The pipsqueak Bernini stared at him in amazement. Then, in a truly overwhelming display of statistics, he spoke of the phalanx of foreign men who had brought with them not only their useful labour, but also their dangerous soledad, their solitude, and their soltería, their bachelorhood (and here Bernini underlined the common etymology of the Spanish words soledad and soltería).8 He painted the bleakest view of the dangers facing society due to that mob of single expatriate men. As the peroration of the impassioned sociologist unfolded, the abominable spectres of adultery, rape, and child molestation went filing by in martial order. But then he evoked those “safety valves” that certain retrograde minds had just now dismissed as ignominious; he sang the praises of those humble institutions, such as the very one in which they now found themselves, which anonymously fulfilled a mission as indispensable as it was secret. Instantly, the abominable figures of adultery, rape, and child molestation fled with their tails between their legs, and society under siege could breathe easy again.
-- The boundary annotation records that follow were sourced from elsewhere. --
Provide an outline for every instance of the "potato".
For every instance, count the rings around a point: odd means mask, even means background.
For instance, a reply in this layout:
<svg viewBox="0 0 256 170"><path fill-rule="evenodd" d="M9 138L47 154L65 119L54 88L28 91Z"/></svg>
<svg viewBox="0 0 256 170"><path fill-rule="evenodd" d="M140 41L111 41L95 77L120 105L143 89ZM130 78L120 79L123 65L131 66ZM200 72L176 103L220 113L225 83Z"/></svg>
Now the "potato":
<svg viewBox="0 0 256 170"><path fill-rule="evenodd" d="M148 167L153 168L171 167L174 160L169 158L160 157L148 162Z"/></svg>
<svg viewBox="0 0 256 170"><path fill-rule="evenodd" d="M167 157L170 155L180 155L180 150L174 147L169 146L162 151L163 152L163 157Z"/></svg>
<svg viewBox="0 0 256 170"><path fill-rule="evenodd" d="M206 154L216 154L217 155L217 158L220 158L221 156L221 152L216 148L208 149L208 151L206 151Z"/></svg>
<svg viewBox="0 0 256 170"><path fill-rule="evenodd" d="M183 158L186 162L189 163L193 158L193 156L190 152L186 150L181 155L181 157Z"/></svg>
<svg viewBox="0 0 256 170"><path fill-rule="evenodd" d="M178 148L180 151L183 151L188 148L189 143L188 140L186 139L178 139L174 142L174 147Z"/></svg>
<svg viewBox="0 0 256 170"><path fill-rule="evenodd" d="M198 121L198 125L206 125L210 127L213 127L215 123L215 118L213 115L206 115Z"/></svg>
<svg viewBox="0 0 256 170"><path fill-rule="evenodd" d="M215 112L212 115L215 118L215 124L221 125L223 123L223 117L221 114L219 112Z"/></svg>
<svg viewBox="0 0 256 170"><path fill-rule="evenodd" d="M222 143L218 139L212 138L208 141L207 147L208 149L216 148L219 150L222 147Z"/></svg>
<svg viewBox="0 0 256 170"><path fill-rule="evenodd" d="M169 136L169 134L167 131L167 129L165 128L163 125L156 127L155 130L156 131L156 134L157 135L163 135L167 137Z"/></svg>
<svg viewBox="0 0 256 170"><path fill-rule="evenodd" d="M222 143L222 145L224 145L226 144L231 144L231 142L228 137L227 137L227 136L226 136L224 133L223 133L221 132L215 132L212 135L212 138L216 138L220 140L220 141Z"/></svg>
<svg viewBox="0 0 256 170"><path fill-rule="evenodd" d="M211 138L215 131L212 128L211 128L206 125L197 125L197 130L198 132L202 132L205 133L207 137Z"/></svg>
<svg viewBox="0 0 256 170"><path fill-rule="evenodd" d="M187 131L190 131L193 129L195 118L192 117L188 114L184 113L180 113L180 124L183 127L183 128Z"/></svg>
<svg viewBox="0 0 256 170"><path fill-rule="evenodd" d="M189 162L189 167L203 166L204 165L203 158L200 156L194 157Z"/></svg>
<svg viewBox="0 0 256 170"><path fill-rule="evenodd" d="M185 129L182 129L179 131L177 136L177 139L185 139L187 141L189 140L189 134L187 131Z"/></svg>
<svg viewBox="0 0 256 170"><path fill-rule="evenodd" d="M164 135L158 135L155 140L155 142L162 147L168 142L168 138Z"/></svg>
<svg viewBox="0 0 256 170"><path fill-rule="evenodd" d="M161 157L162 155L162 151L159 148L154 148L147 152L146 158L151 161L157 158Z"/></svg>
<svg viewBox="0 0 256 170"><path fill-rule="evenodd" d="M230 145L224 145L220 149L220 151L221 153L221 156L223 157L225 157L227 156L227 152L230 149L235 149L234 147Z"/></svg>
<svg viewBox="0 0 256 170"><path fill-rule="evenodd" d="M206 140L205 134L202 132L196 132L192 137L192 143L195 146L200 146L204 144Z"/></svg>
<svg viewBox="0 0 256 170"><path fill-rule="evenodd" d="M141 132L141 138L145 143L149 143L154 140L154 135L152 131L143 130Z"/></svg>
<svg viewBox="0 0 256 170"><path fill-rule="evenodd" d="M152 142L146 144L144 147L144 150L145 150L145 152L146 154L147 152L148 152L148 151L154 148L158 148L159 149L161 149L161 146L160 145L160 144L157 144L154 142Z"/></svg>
One might have expected thunderous applause to greet the discourse of the sociologist Bernini. But it did not turn out that way. Adam Buenosayres condemned it from beginning to end. Samuel, the philosopher, unexpectedly relapsed into Dionysian mode and celebrated the end of the speech with a gush of laughter that elicited loud imitations in the vestibule. However, the talking head hadn’t yet given her verdict:

— That dwarf does have the gift of the gab, Doña Venus pronounced mellifluously. Given half a chance, he’d talk his way past the hangman.